How the issue of greenwashing has grown to unprecedented heights

An unidentified lady by the name of Chelsea Commodore filed a lawsuit against H&M in federal court in New York, claiming that the Swedish fast fashion giant had essentially lied about the sustainability of its products. The proof of this deceptive advertising, which would have also encouraged consumers to spend more money on products that were not truly sustainable, would be found in the fact that, as The Fashion Law reports.When H&M was sued for using “falsified information that did not match the underlying data,” it allegedly removed the green label system that highlighted the sustainability of some products. According to a Quartz poll that was recently released, “in many cases, H&M provided data that gave a completely false picture of the impact of an item of apparel on the environment,” these labels, which are also present on the brand’s items in Europe, were the focus of the survey.Because the website ignored warning indicators in the Higg index scores, these mistakes happened. On H&M’s website, a suit, for instance, was listed as using 20% less water while having a water usage score of -20% (using 20% more water than typical).

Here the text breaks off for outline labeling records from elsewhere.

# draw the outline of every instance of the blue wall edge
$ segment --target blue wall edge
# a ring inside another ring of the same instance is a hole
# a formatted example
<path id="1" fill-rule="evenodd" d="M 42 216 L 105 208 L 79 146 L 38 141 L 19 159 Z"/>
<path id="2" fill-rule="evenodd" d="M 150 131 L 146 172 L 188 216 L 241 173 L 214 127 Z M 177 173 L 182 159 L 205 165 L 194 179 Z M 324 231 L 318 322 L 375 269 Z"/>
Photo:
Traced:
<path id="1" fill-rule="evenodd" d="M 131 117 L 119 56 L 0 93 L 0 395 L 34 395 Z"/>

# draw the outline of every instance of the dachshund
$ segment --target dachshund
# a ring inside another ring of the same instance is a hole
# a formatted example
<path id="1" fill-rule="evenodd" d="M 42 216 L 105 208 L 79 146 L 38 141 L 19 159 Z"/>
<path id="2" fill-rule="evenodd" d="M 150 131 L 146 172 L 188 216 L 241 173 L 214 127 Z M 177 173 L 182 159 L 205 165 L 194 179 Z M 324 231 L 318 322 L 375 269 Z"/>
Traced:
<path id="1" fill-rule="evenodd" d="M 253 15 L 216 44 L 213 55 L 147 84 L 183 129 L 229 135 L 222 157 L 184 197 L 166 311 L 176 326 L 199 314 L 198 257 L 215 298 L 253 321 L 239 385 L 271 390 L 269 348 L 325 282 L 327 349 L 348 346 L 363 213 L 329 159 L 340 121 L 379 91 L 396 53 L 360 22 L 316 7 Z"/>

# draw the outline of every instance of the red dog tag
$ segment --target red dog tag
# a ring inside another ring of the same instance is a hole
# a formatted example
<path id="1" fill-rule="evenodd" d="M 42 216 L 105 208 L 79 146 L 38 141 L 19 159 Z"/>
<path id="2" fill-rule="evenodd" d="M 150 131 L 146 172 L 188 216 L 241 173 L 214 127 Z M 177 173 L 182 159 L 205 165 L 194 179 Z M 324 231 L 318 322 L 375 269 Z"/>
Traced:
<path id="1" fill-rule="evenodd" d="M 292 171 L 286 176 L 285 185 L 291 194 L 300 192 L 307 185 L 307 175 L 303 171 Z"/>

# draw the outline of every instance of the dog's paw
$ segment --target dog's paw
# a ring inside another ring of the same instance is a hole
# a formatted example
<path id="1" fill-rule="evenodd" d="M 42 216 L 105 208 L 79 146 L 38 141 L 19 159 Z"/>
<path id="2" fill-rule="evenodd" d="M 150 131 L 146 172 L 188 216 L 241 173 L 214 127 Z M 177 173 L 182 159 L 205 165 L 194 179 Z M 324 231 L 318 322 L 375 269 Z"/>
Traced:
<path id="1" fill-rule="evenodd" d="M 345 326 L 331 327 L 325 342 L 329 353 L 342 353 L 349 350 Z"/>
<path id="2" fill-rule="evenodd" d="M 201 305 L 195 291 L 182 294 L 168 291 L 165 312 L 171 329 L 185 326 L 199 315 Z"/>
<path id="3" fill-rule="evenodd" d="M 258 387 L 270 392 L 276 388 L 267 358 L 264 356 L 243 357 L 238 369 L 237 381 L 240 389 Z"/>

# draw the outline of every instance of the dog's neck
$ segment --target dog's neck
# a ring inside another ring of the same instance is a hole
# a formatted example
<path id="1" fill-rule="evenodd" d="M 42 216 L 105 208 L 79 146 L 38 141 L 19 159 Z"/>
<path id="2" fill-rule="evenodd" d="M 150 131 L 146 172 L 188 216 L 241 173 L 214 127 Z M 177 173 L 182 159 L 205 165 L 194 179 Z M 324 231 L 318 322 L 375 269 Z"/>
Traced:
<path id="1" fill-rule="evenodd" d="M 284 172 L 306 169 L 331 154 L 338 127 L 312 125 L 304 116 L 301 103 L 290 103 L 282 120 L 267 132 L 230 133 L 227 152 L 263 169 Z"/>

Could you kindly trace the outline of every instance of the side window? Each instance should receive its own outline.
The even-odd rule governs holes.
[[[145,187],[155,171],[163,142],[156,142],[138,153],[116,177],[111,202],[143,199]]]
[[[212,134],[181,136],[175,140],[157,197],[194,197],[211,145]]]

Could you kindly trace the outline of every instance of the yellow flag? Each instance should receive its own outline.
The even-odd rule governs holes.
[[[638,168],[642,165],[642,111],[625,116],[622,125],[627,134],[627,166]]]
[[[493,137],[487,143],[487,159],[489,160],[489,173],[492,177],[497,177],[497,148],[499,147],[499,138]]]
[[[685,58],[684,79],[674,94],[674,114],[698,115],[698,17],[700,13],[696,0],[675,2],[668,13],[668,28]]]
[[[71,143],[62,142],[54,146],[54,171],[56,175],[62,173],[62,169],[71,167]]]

A further implication of Commodore’s case against H&M is that consumers have been duped into buying extra for clothing that appeared to be more sustainable but was actually considerably less so. The Fashion Law makes the humorous observation that it should not have come as a major surprise that H&M clothing was not sufficiently sustainable considering the extremely low price of the products being sold.By claiming that “Recycling solutions do not exist or are not commercially available at scale for most products,” Commodore also criticizes H&M’s recycling initiative. The woman also claimed that recycling every article of clothing that H&M sells in a few of days would take ten years. A remark that casts doubt on the fast fashion industry, which, in spite of assertions to the contrary, has not actually altered and is, in fact, expanding and becoming more prevalent every day. It doesn’t help that haul culture is prevalent on TikTok, where hashtags for H&M alone have received over 261 million views.

One of the primary issues with sustainable fashion is the vagueness of language, which is shown by the H&M charges. When a company creates a truly sustainable product, which typically costs more and requires a larger production effort, it should actually present the evidence for its claim in plain terms, with no obvious ambiguity.We can, however, assume that we are dealing with some form of manipulation when, as is frequently the case, a brand relies on ambiguous claims that you don’t understand, such as that a certain garment has “sustainable properties” that are not better specified or that “at least 40%” of a certain garment is made with recycled or recycled materials.For instance, the fact that many grading systems are too flexible and misunderstood in this regard does not help (it is no accident that the Higg index has received a lot of criticism for Quartz) or the fact that some good data is displayed while the vast majority of bad data is concealed. In general, and particularly in the U.S., the public and press are beginning to pay more attention to brands’ statements about their dedication to sustainability—a dedication that does not exist and is replicated by a number of unclear pieces of information meant to deceive consumers. After all, the earth would already be secure if all brands were as sustainable as they claim to be.